Self-Signed Digital Certificates
Learn about the self-signed digital certificate and find out how to manage the self-signed digital certificate.
A self-signed certificate is a certificate that is signed by the same entity who created it rather than by a Certificate Authority (CA). Junos OS provides two methods for generating a self-signed certificate - automatic generation and manual generation.
Self-Signed Certificates
A self-signed certificate is a certificate that is signed by its creator rather than by a Certificate Authority (CA).
Self-signed certificates allow for use of SSL-based (Secure Sockets Layer) services without requiring that the user or administrator to undertake the considerable task of obtaining an identity certificate signed by a CA.
Self-signed certificates do not provide additional security as do those generated by CAs. This is because a client cannot verify that the server connected to is the one advertised in the certificate.
Junos OS provides two methods for generating a self-signed certificate:
-
Automatic generation
In this case, the creator of the certificate is the Juniper Networks device. An automatically generated self-signed certificate is configured on the device by default.
After the device is initialized, it checks for the presence of an automatically generated self-signed certificate. If it does not find one, the device generates one and saves it in the file system.
-
Manual generation
In this case, you create the self-signed certificate for the device.
At any time, you can use the CLI to generate a self-signed certificate. These certificates are also used to gain access to SSL services.
Self-signed certificates are valid for five years from the time they were generated.
An automatically generated self-signed certificate allows for use of SSL-based services without requiring that the administrator obtain an identity certificate signed by a CA.
A self-signed certificate that is automatically generated by the device is similar to a
Secure Shell (SSH) host key. It is stored in the file system, not as part of the
configuration. It persists when the device is rebooted, and it is preserved when a
request system snapshot
command is issued.
A self-signed certificate that you manually generate allows for use of SSL-based services without requiring that you obtain an identity certificate signed by a CA. A manually generated self-signed certificate is one example of a public key infrastructure (PKI) local certificate. As is true of all PKI local certificates, manually generated self-signed certificates are stored in the file system.

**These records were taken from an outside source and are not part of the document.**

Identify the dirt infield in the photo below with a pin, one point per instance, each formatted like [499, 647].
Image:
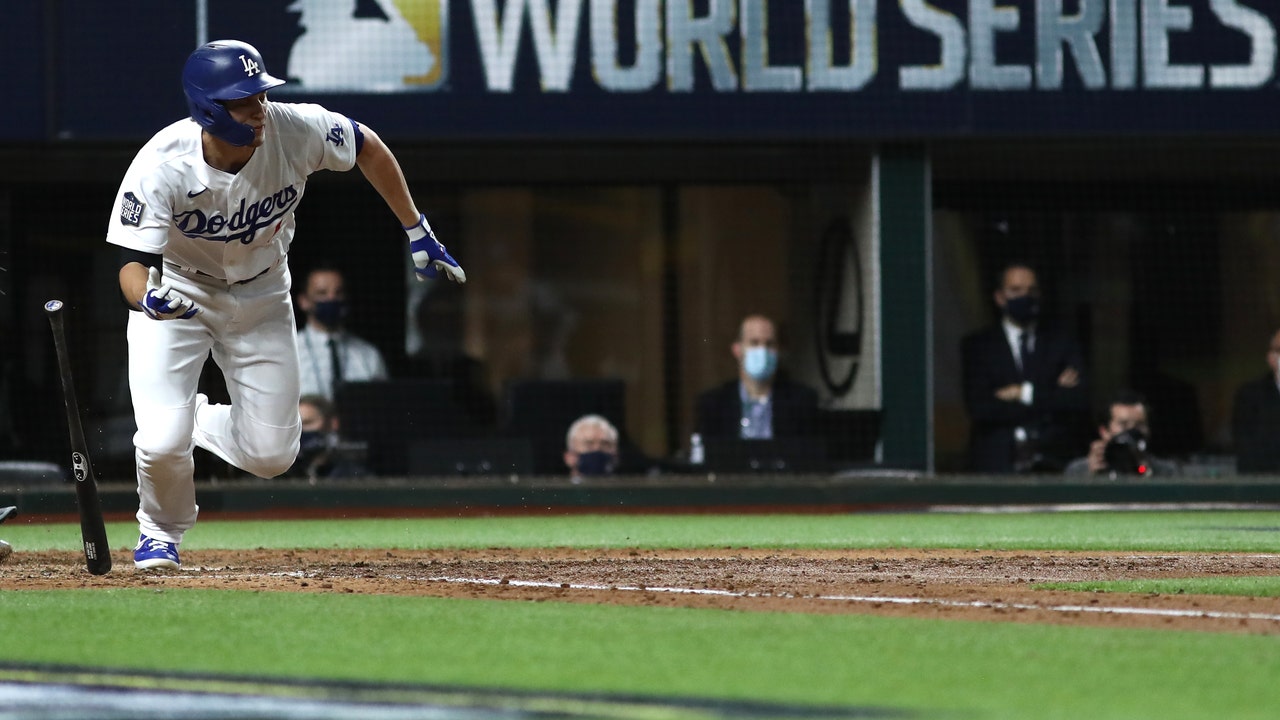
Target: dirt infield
[932, 583]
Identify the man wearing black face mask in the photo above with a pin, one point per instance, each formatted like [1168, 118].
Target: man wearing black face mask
[592, 447]
[328, 354]
[1023, 384]
[1121, 446]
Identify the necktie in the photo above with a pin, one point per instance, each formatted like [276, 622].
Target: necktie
[1024, 351]
[334, 365]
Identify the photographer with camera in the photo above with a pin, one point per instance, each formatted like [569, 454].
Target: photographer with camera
[1123, 441]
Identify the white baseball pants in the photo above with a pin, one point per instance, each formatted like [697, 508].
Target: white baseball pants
[251, 333]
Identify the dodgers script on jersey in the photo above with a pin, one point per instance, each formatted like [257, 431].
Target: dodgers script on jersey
[222, 224]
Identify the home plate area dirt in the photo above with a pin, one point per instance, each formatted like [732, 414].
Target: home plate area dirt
[958, 584]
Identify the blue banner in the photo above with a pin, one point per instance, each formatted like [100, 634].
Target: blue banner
[696, 69]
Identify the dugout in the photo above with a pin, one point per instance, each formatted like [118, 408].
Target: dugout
[622, 192]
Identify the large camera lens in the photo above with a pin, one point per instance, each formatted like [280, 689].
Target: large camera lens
[1127, 454]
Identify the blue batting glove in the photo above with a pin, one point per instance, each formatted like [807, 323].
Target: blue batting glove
[163, 302]
[429, 256]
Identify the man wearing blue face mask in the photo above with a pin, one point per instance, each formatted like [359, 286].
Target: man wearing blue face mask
[329, 355]
[1023, 384]
[592, 447]
[758, 404]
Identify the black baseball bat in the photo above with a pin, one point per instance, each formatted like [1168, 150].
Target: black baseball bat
[97, 552]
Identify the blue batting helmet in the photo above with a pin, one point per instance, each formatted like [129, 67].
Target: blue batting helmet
[224, 69]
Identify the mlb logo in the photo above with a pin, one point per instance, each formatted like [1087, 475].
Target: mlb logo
[343, 51]
[131, 210]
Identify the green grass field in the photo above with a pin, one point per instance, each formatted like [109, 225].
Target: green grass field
[922, 668]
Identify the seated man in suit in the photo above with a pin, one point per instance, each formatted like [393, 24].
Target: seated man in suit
[328, 354]
[1256, 418]
[758, 404]
[1023, 386]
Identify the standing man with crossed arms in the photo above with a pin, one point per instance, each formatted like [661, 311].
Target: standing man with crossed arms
[205, 219]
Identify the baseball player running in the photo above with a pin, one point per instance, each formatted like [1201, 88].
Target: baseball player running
[205, 220]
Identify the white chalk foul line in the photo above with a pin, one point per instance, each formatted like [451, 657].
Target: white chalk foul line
[941, 602]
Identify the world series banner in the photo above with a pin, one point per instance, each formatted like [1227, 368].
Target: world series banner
[688, 69]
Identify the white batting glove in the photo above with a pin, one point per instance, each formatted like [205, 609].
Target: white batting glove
[429, 255]
[163, 302]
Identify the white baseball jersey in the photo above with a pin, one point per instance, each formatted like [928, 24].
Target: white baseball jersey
[227, 226]
[224, 238]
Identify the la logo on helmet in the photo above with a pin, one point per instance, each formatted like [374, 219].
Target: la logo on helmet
[250, 65]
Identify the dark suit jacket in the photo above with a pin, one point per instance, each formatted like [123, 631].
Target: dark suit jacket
[795, 410]
[1256, 425]
[1057, 415]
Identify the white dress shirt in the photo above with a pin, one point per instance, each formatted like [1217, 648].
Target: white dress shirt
[359, 359]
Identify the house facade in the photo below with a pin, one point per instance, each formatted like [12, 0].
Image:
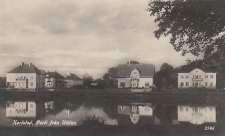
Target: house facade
[54, 80]
[72, 80]
[197, 79]
[25, 76]
[135, 75]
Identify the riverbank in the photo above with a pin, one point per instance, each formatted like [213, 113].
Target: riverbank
[118, 95]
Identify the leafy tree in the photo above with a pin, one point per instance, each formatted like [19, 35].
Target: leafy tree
[163, 76]
[194, 27]
[110, 76]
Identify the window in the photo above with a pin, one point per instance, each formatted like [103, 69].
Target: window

Example: Generate a Public-Private Key Pair
This example shows how to generate a public-private key pair.
Requirements
No special configuration beyond device initialization is required before configuring this feature.
Overview
In this example, you generate a public-private key pair named self-cert.
Configuration
Procedure
Step-by-Step Procedure
To generate a public-private key pair:
-
Create a certificate key pair.
user@host> request security pki generate-key-pair certificate-id self-cert
Verification
After the public-private key pair is generated, the Juniper Networks device displays the following:
generated key pair ca-ipsec, key size 1024 bits
Example: Manually Generate Self-Signed Certificates
This example shows how to generate self-signed certificates manually.
Requirements
Before you begin, generate a public private key pair. See Digital Certificates.
Overview
For a manually generated self-signed certificate, you specify the distinguished name (DN) when you create it. For an automatically generated self-signed certificate, the system supplies the DN, identifying itself as the creator.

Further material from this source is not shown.